Round One in what I labeled last February “the main event”—the Farm-to-Consumer Legal Defense Fund’s suit against the U.S. Food and Drug Administration—has just begun.

The FDA is seeking a quick knockout via a motion to dismiss the FTCLDF suit. That’s pretty standard practice in court suits, but what is notable is that the FDA made its case in a 30-page legal brief that amounts to a legal rebuttal to the FTCLDF suit, point by point. The FDA thus seems to be taking the case seriously, and trying hard to make it go away. It’s a pretty amazing document, addressing at last many of the arguments that have been made on this blog over the last few years, giving words to what many here have long suspected about FDA views. (No, the FDA doesn’t often share with us ordinary folks its great thoughts.)

The FTCLDF in its suit had argued that the FDA’s ban on interstate shipment and sale of raw milk in effect deprived consumers in five states and a food buying group owner in Georgia of a number of constitutional rights. The suit charged that “all Plaintiffs are being deprived of their fundamental and inalienable rights of (a) traveling across State lines with raw dairy products legally obtained and possessed; (b) providing for the care and well being of themselves and their families, including their children; and (c) producing, obtaining and consuming the foods of choice for themselves and their families, including their children.”

At stake, it said, are “the Constitutional Right to Travel; the Constitutional Right of Privacy; the substantive due process clause of the Fifth Amendment of the United States Constitution; Article 1, Section 1 of the United States Constitution (the Separation of Powers/Non-delegation doctrine)…”

In countering each of the FTCLDF’s points, the FDA lawyers cite a variety of legal precedents they say upholds the agency’s right to prohibit raw milk shipments across state lines. They suggest that the interstate prohibition is merely one tactic at its disposal, that the agency could actually be doing more to limit raw milk availability. It notes that “the government has neither brought nor threatened to bring a single enforcement action against consumers who purchase unpasteurized milk for personal consumption or retailers of such products who do not engage in interstate commerce.”

The FDA even suggests that it is being benevolent by not banning raw milk entirely, pointing out that the 1987 court decision that led it to implement a ban on interstate shipment and sale of raw milk asserted “that ‘it is within HHS’s authority…to institute an intrastate ban as well’… FDA could have…prohibited intrastate sales but concluded ‘that State and local authorities may be better situated to deal with the public health problems attributable to unpasteurized milk.’” Thank you, thank you, most wonderful FDA.

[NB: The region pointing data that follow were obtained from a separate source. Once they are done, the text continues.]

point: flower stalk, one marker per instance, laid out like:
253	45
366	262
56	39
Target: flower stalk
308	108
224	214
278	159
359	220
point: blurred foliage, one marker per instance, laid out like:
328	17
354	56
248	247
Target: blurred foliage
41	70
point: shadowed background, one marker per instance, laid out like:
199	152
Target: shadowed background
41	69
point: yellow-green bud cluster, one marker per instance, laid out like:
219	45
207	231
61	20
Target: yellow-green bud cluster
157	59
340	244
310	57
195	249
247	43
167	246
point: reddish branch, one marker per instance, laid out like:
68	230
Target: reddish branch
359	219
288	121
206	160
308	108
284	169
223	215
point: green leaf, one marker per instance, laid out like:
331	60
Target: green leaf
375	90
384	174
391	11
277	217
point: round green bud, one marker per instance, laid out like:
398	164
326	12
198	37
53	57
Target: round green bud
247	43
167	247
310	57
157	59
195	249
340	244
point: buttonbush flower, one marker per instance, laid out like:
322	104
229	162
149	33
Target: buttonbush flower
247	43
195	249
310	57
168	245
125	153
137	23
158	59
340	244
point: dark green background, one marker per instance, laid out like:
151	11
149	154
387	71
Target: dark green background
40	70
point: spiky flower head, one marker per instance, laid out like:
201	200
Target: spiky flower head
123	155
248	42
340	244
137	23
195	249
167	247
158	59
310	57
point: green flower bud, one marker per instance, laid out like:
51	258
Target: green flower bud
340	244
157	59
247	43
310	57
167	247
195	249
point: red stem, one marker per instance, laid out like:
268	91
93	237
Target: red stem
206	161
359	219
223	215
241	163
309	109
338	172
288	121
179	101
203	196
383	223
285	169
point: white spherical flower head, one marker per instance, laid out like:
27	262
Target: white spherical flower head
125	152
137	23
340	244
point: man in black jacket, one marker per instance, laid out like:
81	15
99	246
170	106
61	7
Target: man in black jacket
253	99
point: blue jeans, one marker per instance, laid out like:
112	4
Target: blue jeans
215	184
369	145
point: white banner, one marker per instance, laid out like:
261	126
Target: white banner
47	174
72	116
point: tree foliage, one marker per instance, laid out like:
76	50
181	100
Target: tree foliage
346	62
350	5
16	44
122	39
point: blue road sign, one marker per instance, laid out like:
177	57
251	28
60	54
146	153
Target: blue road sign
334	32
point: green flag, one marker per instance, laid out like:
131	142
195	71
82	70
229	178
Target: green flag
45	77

The brief is most notable for its view of the evolution of food safety regulations, and the emerging issue of food rights. In the FDA’s view, an assortment of court decisions backing up federal legislation give it pretty much carte blanche to decide what food is safe. This is a view that pre-dates the U.S. Constitution, in the view of FDA lawyers-turned-historians. It says that “there is no ‘deeply rooted’ historical tradition of unfettered access to food of all kinds… To the contrary, society’s long history of food regulation stretches back to the dietary laws of biblical times…Modern food safety regulation in the United States has its roots in the early food laws of the American colonies, which themselves incorporated ‘the tradition of food regulation established in England.’” The brief then cites an 1873 Virginia law “that ‘made it an offense . . . [to] knowingly, sell, supply, or bring to be manufactured . . . milk from which any cream has been taken; or milk commonly known as skimmed milk’).’”

Yes, you read that FDA example correctly. Virginia prohibited sale of milk that had been fooled with in any way, such as removing cream. Under such a regulation, pasteurization and all the other things done to modern milk would be illegal. Is that the best the FDA can come up with in terms of historical precedents?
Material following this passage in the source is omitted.